In terms of cash flow, Goldman Sachs expects PetroChina’s 2027 FCF yield to be about 10%, with a dividend yield of around 5%. Under baseline capital expenditure and dividend coverage assumptions, the breakeven oil price could be below $50 per barrel. The current H-share price still has about 8% upside to the new target, with an estimated potential increase of about 18% for A-shares.

Sinopec: Excess Chemical Capacity Suppresses Free Cash Flow, Maintains Neutral

Compared to the other two, Goldman Sachs’s stance on Sinopec is more cautious. The report points out that Sinopec’s profitability in a high oil price environment has a clear ceiling:

EBITDA rises with Brent oil prices up to about $90 per barrel, but beyond that, domestic refined oil pricing policies begin to compress refining margins, exerting downward pressure on EBITDA, surpassing upstream and inventory gains.

Additionally, Sinopec’s high proportion of crude oil imports via shipping makes it more sensitive to increases in international freight rates and official crude oil sales prices. The Chinese refined oil pricing formula does not fully reflect these additional costs, further squeezing refining margins.

Valuation Discount and Global Peer Comparison: The Core of Revaluation

From a global comparison perspective, the valuation discounts of CNOOC and PetroChina are particularly pronounced. Goldman Sachs data shows that, based on forecasted 2027 FCF yields, CNOOC is about 11% and PetroChina about 10%, both among the top globally.

Using EV/Total Invested Capital (GCI) as a metric, CNOOC is at 0.54x and PetroChina at 0.38x, significantly below global integrated oil and gas companies like Shell (0.56x), TotalEnergies (0.52x), and ExxonMobil (1.12x).

Goldman Sachs’s analysis indicates that while CNOOC and PetroChina’s capital returns are now among the top globally, their current valuation multiples still lag significantly. Over the past decade, CNOOC has traded at an average discount of about 42% relative to E&P peers, with the implied target price narrowing this discount to 6%.

The baseline assumption uses Brent oil at $70 per barrel for 2026-2027, but Goldman’s commodities team believes the overall risk is skewed to the upside.
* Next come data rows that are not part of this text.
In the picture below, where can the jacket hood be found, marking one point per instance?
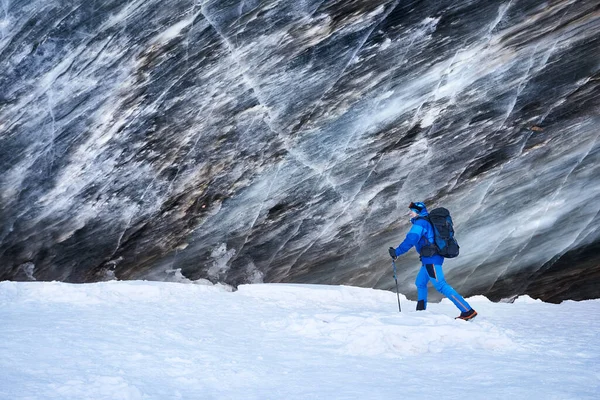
(419, 208)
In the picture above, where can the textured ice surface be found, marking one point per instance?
(143, 137)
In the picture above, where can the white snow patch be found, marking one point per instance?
(156, 340)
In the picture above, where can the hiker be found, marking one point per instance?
(419, 235)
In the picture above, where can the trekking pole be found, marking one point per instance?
(397, 292)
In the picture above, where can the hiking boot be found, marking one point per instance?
(467, 315)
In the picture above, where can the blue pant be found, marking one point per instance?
(434, 273)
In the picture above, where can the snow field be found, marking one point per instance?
(150, 340)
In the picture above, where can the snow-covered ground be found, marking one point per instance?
(150, 340)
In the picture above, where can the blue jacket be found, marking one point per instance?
(419, 235)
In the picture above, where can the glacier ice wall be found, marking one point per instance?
(280, 141)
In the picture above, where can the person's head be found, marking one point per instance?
(417, 209)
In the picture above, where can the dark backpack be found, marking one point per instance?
(444, 244)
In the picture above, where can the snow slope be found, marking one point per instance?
(150, 340)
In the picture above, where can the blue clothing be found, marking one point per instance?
(435, 274)
(419, 235)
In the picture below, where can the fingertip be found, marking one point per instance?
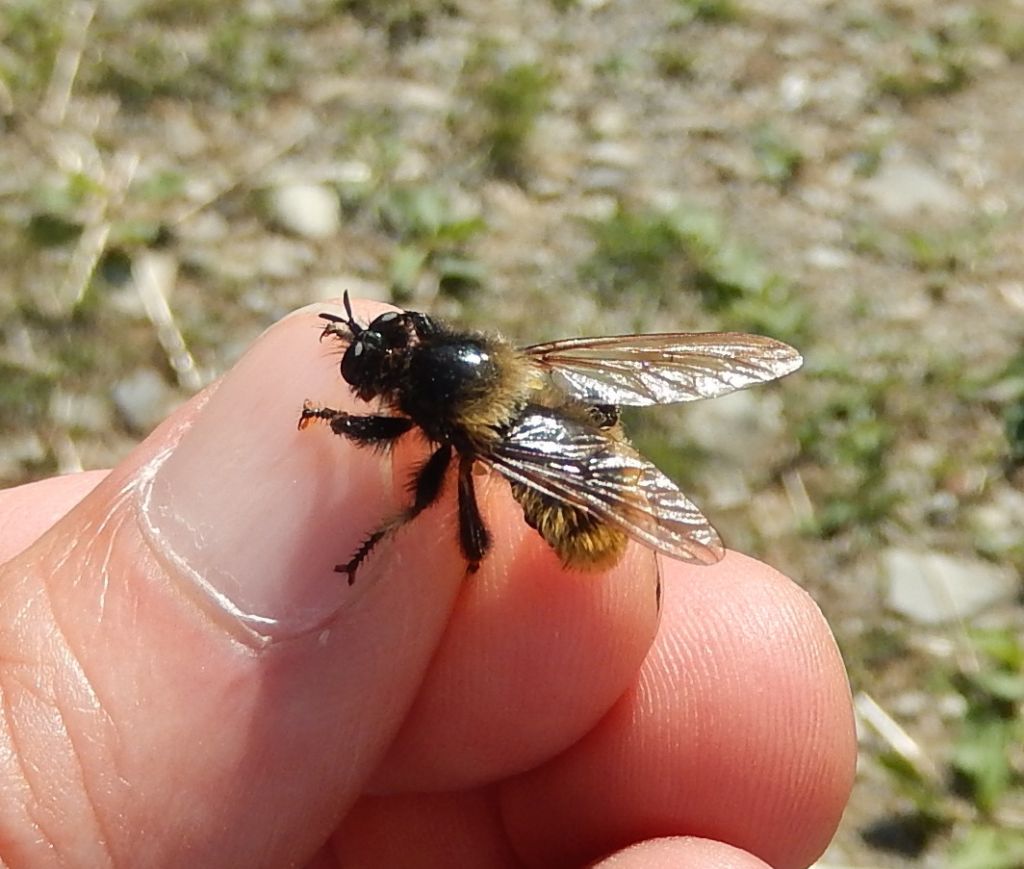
(531, 658)
(739, 730)
(681, 853)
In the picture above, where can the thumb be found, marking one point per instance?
(184, 678)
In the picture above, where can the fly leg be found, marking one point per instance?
(365, 431)
(427, 484)
(473, 534)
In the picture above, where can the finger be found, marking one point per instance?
(532, 657)
(178, 654)
(461, 829)
(681, 853)
(739, 730)
(26, 512)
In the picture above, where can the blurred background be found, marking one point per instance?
(847, 176)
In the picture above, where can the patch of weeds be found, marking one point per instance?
(907, 833)
(57, 219)
(992, 725)
(712, 11)
(852, 435)
(52, 230)
(996, 25)
(30, 37)
(243, 58)
(989, 848)
(431, 236)
(1007, 391)
(985, 762)
(161, 186)
(25, 395)
(867, 158)
(656, 253)
(778, 159)
(937, 67)
(674, 62)
(402, 22)
(246, 57)
(507, 105)
(986, 758)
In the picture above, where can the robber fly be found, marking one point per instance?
(546, 418)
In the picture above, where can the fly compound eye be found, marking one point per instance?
(353, 362)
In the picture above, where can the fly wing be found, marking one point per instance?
(578, 464)
(643, 370)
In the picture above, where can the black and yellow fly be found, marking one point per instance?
(546, 418)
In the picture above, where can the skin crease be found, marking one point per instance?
(522, 717)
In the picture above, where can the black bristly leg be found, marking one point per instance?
(473, 534)
(366, 431)
(427, 484)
They raised their overseas gas price forecasts on March 8, 2026, with JKM spot prices for 2026 increased by 42%, providing additional support for upstream natural gas profitability.
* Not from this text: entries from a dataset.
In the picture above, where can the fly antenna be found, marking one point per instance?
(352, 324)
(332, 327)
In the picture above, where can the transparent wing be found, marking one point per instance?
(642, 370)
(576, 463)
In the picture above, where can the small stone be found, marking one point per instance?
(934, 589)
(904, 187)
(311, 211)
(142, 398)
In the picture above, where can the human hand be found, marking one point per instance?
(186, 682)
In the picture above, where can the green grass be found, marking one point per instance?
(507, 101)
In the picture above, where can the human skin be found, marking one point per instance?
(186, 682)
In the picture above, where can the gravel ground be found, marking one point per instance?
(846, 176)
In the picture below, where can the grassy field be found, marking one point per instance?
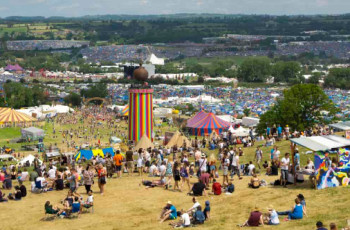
(126, 205)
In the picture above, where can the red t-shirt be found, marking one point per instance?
(217, 188)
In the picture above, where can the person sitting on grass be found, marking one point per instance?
(296, 213)
(2, 195)
(216, 188)
(198, 216)
(254, 182)
(7, 183)
(255, 219)
(168, 213)
(206, 210)
(153, 183)
(23, 189)
(89, 201)
(17, 195)
(49, 209)
(198, 189)
(184, 222)
(230, 188)
(272, 216)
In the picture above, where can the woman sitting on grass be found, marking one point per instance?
(296, 213)
(49, 209)
(254, 182)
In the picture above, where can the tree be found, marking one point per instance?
(73, 99)
(300, 108)
(246, 112)
(255, 69)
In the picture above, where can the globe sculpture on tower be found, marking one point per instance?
(140, 107)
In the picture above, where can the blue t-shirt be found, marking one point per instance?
(297, 212)
(173, 211)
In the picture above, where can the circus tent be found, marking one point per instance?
(208, 124)
(13, 116)
(201, 114)
(125, 111)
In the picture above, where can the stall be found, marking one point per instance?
(331, 159)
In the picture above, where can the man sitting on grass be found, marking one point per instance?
(168, 213)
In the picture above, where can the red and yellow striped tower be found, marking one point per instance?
(140, 108)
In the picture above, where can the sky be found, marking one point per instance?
(76, 8)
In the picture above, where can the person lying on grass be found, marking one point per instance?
(153, 183)
(168, 213)
(49, 209)
(184, 222)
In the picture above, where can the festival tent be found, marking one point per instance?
(29, 158)
(199, 116)
(125, 111)
(178, 139)
(144, 143)
(208, 124)
(32, 133)
(13, 116)
(240, 132)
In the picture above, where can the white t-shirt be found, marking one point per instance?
(285, 163)
(186, 219)
(235, 160)
(52, 173)
(196, 205)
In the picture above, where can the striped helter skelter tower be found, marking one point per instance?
(140, 113)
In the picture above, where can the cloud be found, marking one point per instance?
(94, 7)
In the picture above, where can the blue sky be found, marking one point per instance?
(142, 7)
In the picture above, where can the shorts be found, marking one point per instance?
(129, 164)
(118, 168)
(172, 217)
(284, 174)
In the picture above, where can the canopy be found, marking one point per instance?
(178, 139)
(321, 143)
(125, 111)
(208, 124)
(144, 143)
(13, 116)
(32, 133)
(199, 116)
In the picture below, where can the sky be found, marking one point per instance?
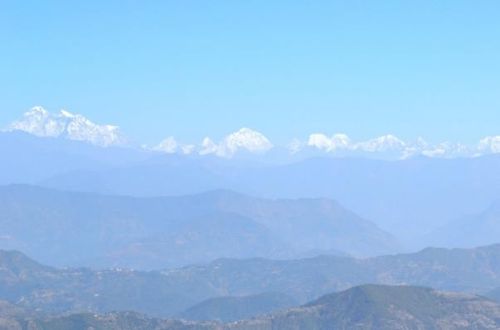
(192, 69)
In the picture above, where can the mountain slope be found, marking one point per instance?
(229, 309)
(469, 231)
(365, 307)
(409, 198)
(382, 307)
(169, 292)
(66, 228)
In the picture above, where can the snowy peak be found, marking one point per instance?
(244, 139)
(40, 122)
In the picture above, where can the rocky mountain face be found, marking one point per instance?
(74, 229)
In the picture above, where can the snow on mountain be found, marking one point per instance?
(490, 144)
(40, 122)
(243, 139)
(382, 144)
(323, 142)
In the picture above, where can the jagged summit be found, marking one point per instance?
(40, 122)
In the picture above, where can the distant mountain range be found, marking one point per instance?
(69, 228)
(169, 292)
(230, 309)
(365, 307)
(472, 230)
(409, 198)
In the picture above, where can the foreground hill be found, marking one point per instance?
(383, 307)
(365, 307)
(68, 228)
(170, 292)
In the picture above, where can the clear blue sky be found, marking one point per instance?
(286, 68)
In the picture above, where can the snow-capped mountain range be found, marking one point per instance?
(40, 122)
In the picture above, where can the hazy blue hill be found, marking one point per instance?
(409, 198)
(29, 159)
(365, 307)
(169, 292)
(69, 228)
(384, 307)
(228, 309)
(494, 294)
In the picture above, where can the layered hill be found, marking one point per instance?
(170, 292)
(69, 228)
(477, 229)
(228, 309)
(364, 307)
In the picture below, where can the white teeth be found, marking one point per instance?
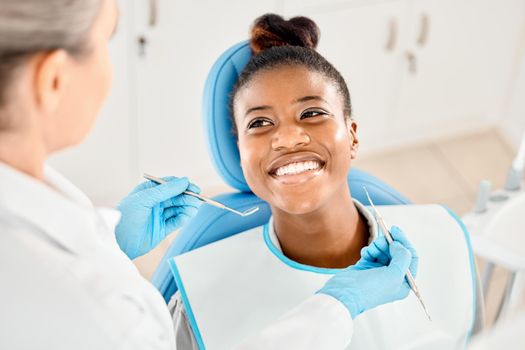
(297, 168)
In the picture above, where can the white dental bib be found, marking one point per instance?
(235, 287)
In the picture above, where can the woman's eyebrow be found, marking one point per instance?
(309, 98)
(258, 108)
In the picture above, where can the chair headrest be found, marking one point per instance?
(222, 143)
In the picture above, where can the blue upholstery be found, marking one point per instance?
(212, 224)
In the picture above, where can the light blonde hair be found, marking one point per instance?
(28, 27)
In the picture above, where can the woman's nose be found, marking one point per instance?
(289, 137)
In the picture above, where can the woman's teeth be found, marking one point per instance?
(297, 168)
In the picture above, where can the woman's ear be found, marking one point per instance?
(51, 79)
(351, 125)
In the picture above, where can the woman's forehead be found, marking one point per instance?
(287, 84)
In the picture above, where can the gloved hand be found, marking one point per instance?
(152, 211)
(378, 277)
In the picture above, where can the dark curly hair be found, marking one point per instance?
(277, 42)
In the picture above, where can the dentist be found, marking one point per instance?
(67, 278)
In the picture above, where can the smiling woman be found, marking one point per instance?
(297, 139)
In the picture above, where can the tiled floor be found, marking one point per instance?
(445, 171)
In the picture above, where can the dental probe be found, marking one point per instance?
(205, 199)
(388, 236)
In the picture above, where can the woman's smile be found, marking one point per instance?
(295, 141)
(296, 168)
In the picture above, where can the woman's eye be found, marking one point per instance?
(259, 123)
(310, 114)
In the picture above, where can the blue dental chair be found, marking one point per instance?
(212, 224)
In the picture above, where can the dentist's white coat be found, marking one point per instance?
(65, 284)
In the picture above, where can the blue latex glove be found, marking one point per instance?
(378, 277)
(151, 212)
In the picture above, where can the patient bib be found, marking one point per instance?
(235, 287)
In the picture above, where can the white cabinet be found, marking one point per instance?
(355, 41)
(104, 165)
(416, 68)
(180, 50)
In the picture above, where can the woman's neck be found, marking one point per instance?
(332, 236)
(23, 151)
Risk Warning and Disclaimer

Market risks are present; investments should be cautious. This article does not constitute personal investment advice and does not consider individual user’s specific investment goals, financial situation, or needs. Users should consider whether any opinions, views, or conclusions herein are suitable for their particular circumstances. Invest accordingly at your own risk.